Figure 1. Flowchart for evaluations of ML-based BPDF models and comparisons between ML-based and semi-empirical models. CV denotes the 10-fold cross-validation process.

Figure 2. Scatter plots of modeled and measured polarized reflectance of the Xie-Cheng model, the GRNN-based model and the three proposed ML-based models (i.e., SVR-based, KNN-based and RF-based models) for five typical IGBP classes, i.e., evergreen broadleaf forest (IGBP 01), open shrubland (IGBP 07), grassland (IGBP 10), ice and snow (IGBP 15), and desert (IGBP 16). The horizontal (measurement) and vertical (model) axis range from −0.5% to 4%. Root mean square errors (RMSEs) ×100 and the correlation coefficients between modeled and measured values (Cors) are located in the upper left and lower right corners of each panel, respectively. The values in each colorful bin represent the number of scatters on a logarithmic scale. It is notable that the bins with warmer colors indicate much greater number of observations than the bins with cooler colors.

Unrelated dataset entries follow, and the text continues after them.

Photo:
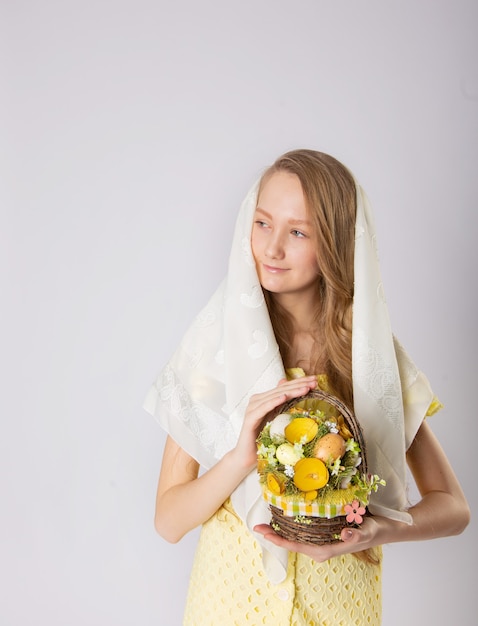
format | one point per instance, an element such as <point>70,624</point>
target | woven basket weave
<point>307,522</point>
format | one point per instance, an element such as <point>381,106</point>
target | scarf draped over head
<point>230,353</point>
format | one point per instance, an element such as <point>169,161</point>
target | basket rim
<point>347,413</point>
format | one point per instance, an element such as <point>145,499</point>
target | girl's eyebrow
<point>291,222</point>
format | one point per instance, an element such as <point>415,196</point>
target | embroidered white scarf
<point>230,352</point>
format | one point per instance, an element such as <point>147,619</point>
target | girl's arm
<point>184,500</point>
<point>442,510</point>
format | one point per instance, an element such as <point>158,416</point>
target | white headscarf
<point>230,352</point>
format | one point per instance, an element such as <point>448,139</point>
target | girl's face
<point>283,242</point>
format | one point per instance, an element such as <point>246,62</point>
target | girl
<point>301,307</point>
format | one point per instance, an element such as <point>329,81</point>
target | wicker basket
<point>317,522</point>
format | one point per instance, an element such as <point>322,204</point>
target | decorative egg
<point>310,474</point>
<point>329,448</point>
<point>301,430</point>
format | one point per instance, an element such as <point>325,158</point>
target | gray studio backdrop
<point>129,134</point>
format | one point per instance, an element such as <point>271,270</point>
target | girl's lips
<point>274,270</point>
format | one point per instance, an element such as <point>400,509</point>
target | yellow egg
<point>301,430</point>
<point>329,448</point>
<point>310,474</point>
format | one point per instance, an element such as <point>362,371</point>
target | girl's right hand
<point>259,409</point>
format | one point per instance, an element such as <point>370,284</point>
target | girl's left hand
<point>353,540</point>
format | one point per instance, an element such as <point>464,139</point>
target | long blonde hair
<point>331,198</point>
<point>330,195</point>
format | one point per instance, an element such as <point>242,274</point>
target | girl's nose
<point>274,248</point>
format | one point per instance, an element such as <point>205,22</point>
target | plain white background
<point>129,134</point>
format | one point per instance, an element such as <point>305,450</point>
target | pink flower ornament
<point>355,512</point>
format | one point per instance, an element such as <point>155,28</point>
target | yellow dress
<point>228,586</point>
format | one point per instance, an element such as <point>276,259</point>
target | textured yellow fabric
<point>228,586</point>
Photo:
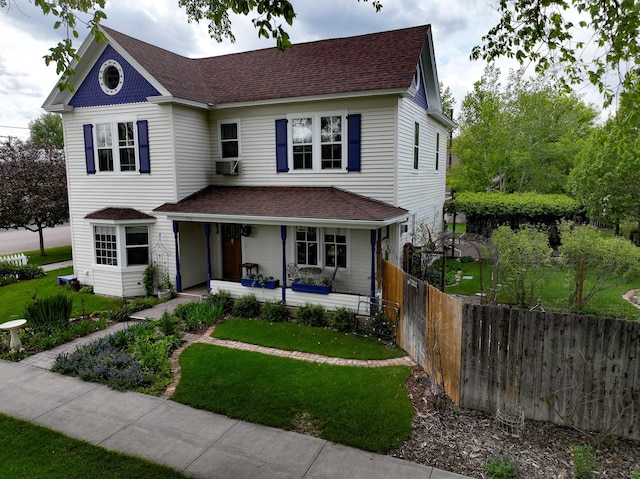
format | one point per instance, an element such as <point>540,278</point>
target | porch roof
<point>284,205</point>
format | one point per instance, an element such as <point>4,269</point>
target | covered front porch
<point>326,234</point>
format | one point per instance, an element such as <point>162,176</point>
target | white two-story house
<point>326,156</point>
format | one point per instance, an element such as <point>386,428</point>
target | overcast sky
<point>26,35</point>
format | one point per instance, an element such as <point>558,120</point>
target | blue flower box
<point>258,283</point>
<point>311,288</point>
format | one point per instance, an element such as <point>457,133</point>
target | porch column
<point>207,235</point>
<point>176,231</point>
<point>283,236</point>
<point>372,292</point>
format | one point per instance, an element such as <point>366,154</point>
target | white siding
<point>258,163</point>
<point>421,192</point>
<point>144,192</point>
<point>194,166</point>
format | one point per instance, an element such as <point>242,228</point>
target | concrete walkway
<point>198,443</point>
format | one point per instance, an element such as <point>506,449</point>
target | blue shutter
<point>281,146</point>
<point>88,149</point>
<point>353,162</point>
<point>143,146</point>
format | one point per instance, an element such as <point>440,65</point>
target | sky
<point>26,36</point>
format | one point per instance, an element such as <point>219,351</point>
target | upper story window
<point>437,151</point>
<point>116,146</point>
<point>230,140</point>
<point>111,77</point>
<point>318,142</point>
<point>416,145</point>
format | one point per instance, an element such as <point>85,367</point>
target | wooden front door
<point>231,252</point>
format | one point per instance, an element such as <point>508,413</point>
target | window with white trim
<point>307,246</point>
<point>116,146</point>
<point>137,244</point>
<point>318,142</point>
<point>106,245</point>
<point>230,140</point>
<point>416,145</point>
<point>335,247</point>
<point>321,247</point>
<point>121,245</point>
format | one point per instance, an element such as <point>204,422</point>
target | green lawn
<point>31,451</point>
<point>53,255</point>
<point>367,408</point>
<point>14,297</point>
<point>555,291</point>
<point>292,337</point>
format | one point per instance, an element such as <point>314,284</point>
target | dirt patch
<point>463,441</point>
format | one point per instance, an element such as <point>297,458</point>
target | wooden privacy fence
<point>571,370</point>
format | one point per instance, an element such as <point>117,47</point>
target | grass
<point>15,297</point>
<point>555,290</point>
<point>292,337</point>
<point>367,408</point>
<point>53,255</point>
<point>31,451</point>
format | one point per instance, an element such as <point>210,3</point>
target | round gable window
<point>111,77</point>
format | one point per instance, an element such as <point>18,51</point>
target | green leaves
<point>542,32</point>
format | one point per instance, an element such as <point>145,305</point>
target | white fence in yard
<point>19,259</point>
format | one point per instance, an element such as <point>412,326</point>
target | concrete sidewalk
<point>199,443</point>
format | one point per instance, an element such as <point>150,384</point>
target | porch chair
<point>293,272</point>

Figure 3. Scatter plots of modeled and measured negative polarized reflectance for all IGBP classes using the four ML-based BPDF model, i.e., GRNN- (a), SVR- (b), KNN- (c), and RF- (d) based models. The horizontal (measurement) and vertical (model) axis range from −1% to 0 and from −1% to 0.6%, respectively. The black solid line and the black dotted line in each panel represent =0 line and 1:1 line, respectively. The values in each colorful bin represent the number of scatters on a logarithmic scale. It is notable that the bins with warmer colors indicate much more number of scatters than the bins with cooler colors.

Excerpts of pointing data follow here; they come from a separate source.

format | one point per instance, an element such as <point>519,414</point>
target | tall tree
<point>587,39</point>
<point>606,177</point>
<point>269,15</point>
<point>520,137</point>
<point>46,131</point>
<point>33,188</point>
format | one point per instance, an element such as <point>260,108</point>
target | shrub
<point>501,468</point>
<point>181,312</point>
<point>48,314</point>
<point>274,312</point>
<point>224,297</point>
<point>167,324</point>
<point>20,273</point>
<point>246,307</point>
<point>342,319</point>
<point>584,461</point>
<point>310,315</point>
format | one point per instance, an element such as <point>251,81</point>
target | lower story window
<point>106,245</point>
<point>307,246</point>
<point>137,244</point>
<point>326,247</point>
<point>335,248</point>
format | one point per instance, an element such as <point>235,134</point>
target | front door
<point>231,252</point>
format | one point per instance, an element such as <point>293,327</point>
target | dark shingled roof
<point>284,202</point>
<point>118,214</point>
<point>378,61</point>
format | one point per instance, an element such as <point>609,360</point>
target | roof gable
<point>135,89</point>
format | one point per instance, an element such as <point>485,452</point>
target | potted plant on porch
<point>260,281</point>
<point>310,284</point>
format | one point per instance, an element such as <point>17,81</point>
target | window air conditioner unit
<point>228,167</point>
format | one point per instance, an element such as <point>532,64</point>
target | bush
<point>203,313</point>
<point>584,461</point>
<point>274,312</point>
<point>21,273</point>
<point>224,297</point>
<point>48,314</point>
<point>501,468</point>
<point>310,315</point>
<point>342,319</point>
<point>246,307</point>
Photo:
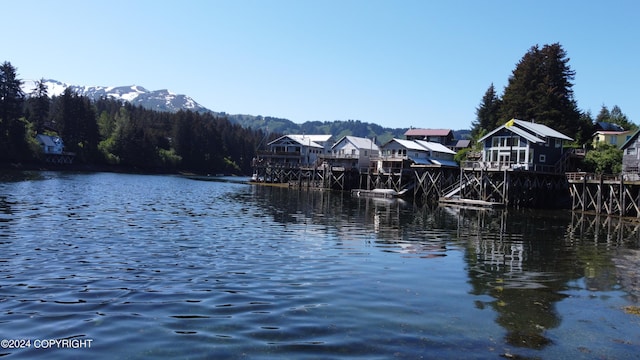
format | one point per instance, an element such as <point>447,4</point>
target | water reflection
<point>523,263</point>
<point>221,269</point>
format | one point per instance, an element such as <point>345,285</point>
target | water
<point>168,267</point>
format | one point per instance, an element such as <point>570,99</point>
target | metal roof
<point>437,147</point>
<point>530,129</point>
<point>358,142</point>
<point>307,140</point>
<point>428,132</point>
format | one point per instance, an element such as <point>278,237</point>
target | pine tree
<point>38,106</point>
<point>540,90</point>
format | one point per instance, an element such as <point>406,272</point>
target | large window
<point>505,141</point>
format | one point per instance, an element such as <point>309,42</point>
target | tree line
<point>109,132</point>
<point>540,89</point>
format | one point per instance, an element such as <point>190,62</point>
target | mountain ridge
<point>165,100</point>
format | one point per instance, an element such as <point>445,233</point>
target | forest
<point>109,134</point>
<point>113,134</point>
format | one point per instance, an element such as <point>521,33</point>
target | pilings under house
<point>609,195</point>
<point>473,184</point>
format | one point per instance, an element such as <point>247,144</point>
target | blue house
<point>523,145</point>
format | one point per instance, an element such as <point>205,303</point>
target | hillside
<point>164,100</point>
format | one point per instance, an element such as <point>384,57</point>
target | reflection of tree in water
<point>523,261</point>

Figure 4. Improvements (in percent) of the GRNN- (green), SVR- (yellow), KNN- (blue), and RF- (orange) based BPDF models in terms of RMSE with C1, C2, and C3 as input variables, respectively. The improvements are given for each bar by comparing the RMSE with that of the GRNN-based model with C0 as input variables. Five bars in each model indicate the improvements of the five typical IGBP classes corresponding to those in Figure 2. Bars with colors from dark to light represent IGBP 02, 07, 10, 15, and 16, respectively. The negative value means a decrease of the accuracy. The subfigure illustrated the overall improvements, which denote the improvement of results aggregated from all 16 IGBP classes for each model.

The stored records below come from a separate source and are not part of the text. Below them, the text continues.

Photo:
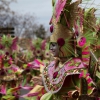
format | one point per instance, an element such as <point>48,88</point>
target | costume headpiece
<point>64,16</point>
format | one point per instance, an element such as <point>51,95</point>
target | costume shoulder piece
<point>54,80</point>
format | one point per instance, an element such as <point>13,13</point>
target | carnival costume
<point>70,80</point>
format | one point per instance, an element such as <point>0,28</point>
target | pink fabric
<point>85,53</point>
<point>3,89</point>
<point>35,64</point>
<point>68,67</point>
<point>82,41</point>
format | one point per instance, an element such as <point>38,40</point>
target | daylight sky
<point>41,9</point>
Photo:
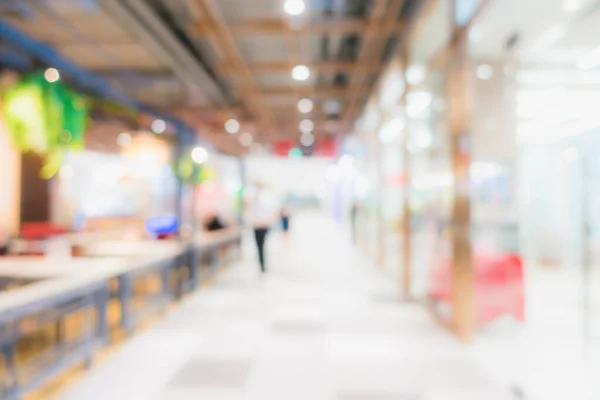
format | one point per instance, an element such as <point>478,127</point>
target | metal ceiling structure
<point>206,61</point>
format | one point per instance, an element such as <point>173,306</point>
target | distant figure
<point>214,223</point>
<point>263,215</point>
<point>353,220</point>
<point>284,215</point>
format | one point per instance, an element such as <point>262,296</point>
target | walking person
<point>263,215</point>
<point>285,220</point>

Table 1. Statistics of selected POLDER/PARASOL observations and targets. The column “Prop. of Neg.” gives the proportion of the negative polarized reflectance.

IGBP Class ID	IGBP Class	Observations	Targets	Prop. of Neg.
01	Evergreen Needleleaf Forest	40,800	564	6.72%
02	Evergreen Broadleaf Forest	33,868	551	6.90%
03	Deciduous Needleleaf Forest	35,986	536	7.50%
04	Deciduous Broadleaf Forest	43,075	595	5.98%
05	Mixed Forest	40,112	581	6.93%
06	Closed Shrubland	38,431	341	7.21%
07	Open Shrubland	87,052	599	6.99%
08	Woody Savannas	42,984	556	6.32%
09	Savannas	47,740	589	6.65%
10	Grassland	70,778	599	6.37%
11	Permanent Wetlands	33,180	553	8.52%
12	Croplands	58,557	575	5.98%
13	Urban and Built-Up	26,547	515	11.63%
14	Cropland/Natural Vegetation Mosaic	40,284	572	5.56%
15	Snow and Ice	207,028	554	8.94%
16	Desert	102,265	597	5.96%
All		948,687	8877	7.24%

Table 2. Six semi-empirical models used for comparison in this study.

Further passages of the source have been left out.